Bu makalede ilk kısımda çıkarma ve satma hakkına ilişkin genel prensipler incelenerek çıkarma ve satma hakkının hukuki ve ekonomik temelleri incelenecektir. İkinci kısımda çıkarma ve satma hakkının AB Çağrı Direktifi tarafından düzenleniş şekli ve üye ülkelerin kendi takdir sınırları içinde ne gibi uygulamalar getirdikleri örnekleme yapılarak incelenecektir. Üçüncü kısımda, çıkarma ve satma hakkının düzenlenmesindeki genel tartışma başlıkları incelenecektir. Son kısımda, Türkiye’deki mevcut kurallar ve planlanan değişikler incelenerek muhtemel değişikliklere yönelik görüşler bildirilecektir. Makale genel bir değerlendirme ile sonuçlandırılacaktır.

Sermaye Piyasası, Çağrı Yoluyla Hisse Senedi Toplama, Çıkarma Hakkı, Satma Hakkı,

Capital Market, Takeover Law, Squeeze Out, Sell Out.

I. GİRİŞ

19. Yüzyılın ikinci yarısından sonra doğan modern şirketler hukuku sürekli bir değişim içinde olmuştur. Şirketlere yönelik ilk düzenlemelerde mümkün olmayan şirket birleşme ve devralmaları, şirketlerin diğer şirket hisselerini devralmalarına izin verilmesinden itibaren genel kabul gören bir uygulama haline gelmiştir.1 20. Yüzyılın başındaki basit şekillenmiş bir yapıdan 21. yüzyıldaki karmaşık ve küresel yapılanmış şirketler hukuku yapısına ulaşılmıştır. Bu süreçte şirketler hukukunda daha çabuk ve sıkça el değiştiren hisse sahipliği yapısı ortaya çıkması ile şirketlerdeki halka açık hisse sahibi sayısı büyük artış göstermiştir.2 20. Yüzyıldaki bir diğer önemli gelişme de şirket hisselerinin başka bir şirket tarafından satın alınmasına izin verilmesi ile birlikte hem gerçek kişilerin hem de tüzel kişilerin şirket hissedarı olma hakkına haiz olmuş olmasıdır.3 Bu durumda şirket birleşme ve devralmalarında azınlık hisselerinin durumunun değerlendirilmesi hukuki bir sorun olarak doğmuştur. İşbu sorun küreselleşen dünyada şirketlerin birleşme ve devralma hareketlerinin en üst seviyeye ulaşması ve aynı zamanda şirket hisse sahipliği yapılarının çeşitlenmesi sonucu daha karmaşık hale gelmiştir. Aynı zamanda bu durum güncel bir ikilemin doğmasına da neden olmuştur. Bir yanda düzenleyicilerin şirket hisse sahiplerinin haklarını koruması için gerekli önlemleri almaları gerekirken diğer yandan da ülkeler modern ekonomik düzenin bir gereği olarak şirket birleşme ve devralmalarını kolaylaştırıcı bir sistem kurmak zorunluluğundadırlar. Bu yeni ekonomik yapının ihtiyaçlarının sağlam temellere dayandırılmış bir hukuki altyapı ile yeni kurum ve uygulamalar ile desteklenmesi gerekmektedir. Konunun gerek girift yapısı gerekse de birçok hukuk sistemini aynı anda ilgilendirmesi nedeniyle AB bu alanda düzenlemeler koymuştur. Bu alan AB’de son yılların düzenleme gerektiren önemli konularından birisi olarak ortaya çıkmıştır.
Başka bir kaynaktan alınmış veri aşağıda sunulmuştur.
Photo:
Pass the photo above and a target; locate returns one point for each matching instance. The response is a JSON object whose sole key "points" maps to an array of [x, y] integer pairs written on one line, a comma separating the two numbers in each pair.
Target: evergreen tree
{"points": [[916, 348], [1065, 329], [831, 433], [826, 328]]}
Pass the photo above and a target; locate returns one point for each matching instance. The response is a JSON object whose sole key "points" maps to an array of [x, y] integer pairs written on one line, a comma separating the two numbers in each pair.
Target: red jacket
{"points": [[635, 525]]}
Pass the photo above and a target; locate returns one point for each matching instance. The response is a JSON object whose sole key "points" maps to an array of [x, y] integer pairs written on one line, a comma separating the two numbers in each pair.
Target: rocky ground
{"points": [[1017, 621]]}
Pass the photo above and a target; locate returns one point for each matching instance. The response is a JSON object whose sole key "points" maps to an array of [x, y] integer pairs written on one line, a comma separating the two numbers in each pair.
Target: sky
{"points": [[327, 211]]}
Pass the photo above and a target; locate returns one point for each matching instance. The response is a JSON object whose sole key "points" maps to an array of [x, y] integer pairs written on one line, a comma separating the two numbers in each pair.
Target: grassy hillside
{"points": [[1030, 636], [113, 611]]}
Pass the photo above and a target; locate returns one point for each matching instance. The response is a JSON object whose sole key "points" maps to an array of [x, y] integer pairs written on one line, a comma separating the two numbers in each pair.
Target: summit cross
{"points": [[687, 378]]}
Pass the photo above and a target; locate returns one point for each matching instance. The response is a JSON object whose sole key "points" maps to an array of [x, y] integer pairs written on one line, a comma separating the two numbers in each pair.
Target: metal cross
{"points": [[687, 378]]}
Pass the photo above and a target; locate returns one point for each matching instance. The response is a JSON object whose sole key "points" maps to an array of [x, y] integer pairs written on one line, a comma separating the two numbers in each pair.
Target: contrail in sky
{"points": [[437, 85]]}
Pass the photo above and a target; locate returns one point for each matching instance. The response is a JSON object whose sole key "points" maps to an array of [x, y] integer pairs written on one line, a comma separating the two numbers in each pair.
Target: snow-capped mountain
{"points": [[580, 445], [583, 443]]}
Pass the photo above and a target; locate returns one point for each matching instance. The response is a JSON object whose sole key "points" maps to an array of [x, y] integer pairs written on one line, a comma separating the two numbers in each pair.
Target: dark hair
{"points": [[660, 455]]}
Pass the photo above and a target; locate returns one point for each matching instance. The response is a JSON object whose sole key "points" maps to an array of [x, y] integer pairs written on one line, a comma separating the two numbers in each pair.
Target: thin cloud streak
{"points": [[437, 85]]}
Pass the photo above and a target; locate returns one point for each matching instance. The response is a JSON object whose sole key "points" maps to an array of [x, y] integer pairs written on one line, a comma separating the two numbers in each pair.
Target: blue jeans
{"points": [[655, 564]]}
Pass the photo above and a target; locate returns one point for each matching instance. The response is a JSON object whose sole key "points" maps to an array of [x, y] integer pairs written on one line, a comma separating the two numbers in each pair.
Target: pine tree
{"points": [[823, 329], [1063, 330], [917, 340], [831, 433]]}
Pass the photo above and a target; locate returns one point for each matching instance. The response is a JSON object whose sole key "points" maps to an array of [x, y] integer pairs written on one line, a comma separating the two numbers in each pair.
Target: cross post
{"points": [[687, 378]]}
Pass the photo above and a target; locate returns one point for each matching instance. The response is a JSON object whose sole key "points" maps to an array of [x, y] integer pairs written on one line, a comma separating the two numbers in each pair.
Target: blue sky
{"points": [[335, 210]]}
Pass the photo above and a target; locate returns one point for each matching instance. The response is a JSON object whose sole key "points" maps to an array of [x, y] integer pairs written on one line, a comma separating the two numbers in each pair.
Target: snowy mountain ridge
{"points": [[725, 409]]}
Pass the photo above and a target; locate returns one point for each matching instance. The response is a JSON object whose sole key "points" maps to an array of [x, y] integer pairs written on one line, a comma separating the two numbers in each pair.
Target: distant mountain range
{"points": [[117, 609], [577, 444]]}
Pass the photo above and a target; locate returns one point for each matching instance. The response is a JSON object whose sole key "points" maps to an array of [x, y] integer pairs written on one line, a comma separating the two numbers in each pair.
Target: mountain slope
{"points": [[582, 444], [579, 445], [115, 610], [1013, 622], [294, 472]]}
21. yüzyılın küresel yapısından şirketler hukukundaki en karmaşık konularından birisi uluslararası ve ulusal şirket birleşme ve devralmalarıdır. Son yıllarda oluşan ekonomik canlanma ile birlikte birleşme ve devralmaları destekleyen kamu politikalarının bir sonucu olarak şirket birleşme devralmalarında çok büyük artışlar olmuştur. Avrupa’da 2006 yılında meydana gelen birleşme ve devralmaların toplam değeri 700 milyar Avro civarındadır.4 Dünyada ise 2007’de meydana şirket birleşme ve devralmaların toplam değeri 1.637 milyar dolar olarak gerçekleşmiştir.5 Bu durumun çarpıcı örneklerinden bir kaçına değinecek olursak, çelik üretim alanında Arcelor ve Mittal şirketlerinin birleşmesi, enerji alanında Suez-Gaz de France ve E.ON-Endesa birleşmeleri dünya çapında etki doğuran birleşme ve devralmalar olarak büyük yankı uyandırmışlardır.6 2008 ve 2009 yıllarında yaşanan küresel ekonomik kriz nedeniyle bir daralma olmuştur.7 Fakat küresel kriz nedeniyle yaşanan bu etkiler konunun ekonomik ve yasal temellerinin incelenmesinin önemini azaltmayacak, aksine bu incelemeleri daha önemli kılacaktır.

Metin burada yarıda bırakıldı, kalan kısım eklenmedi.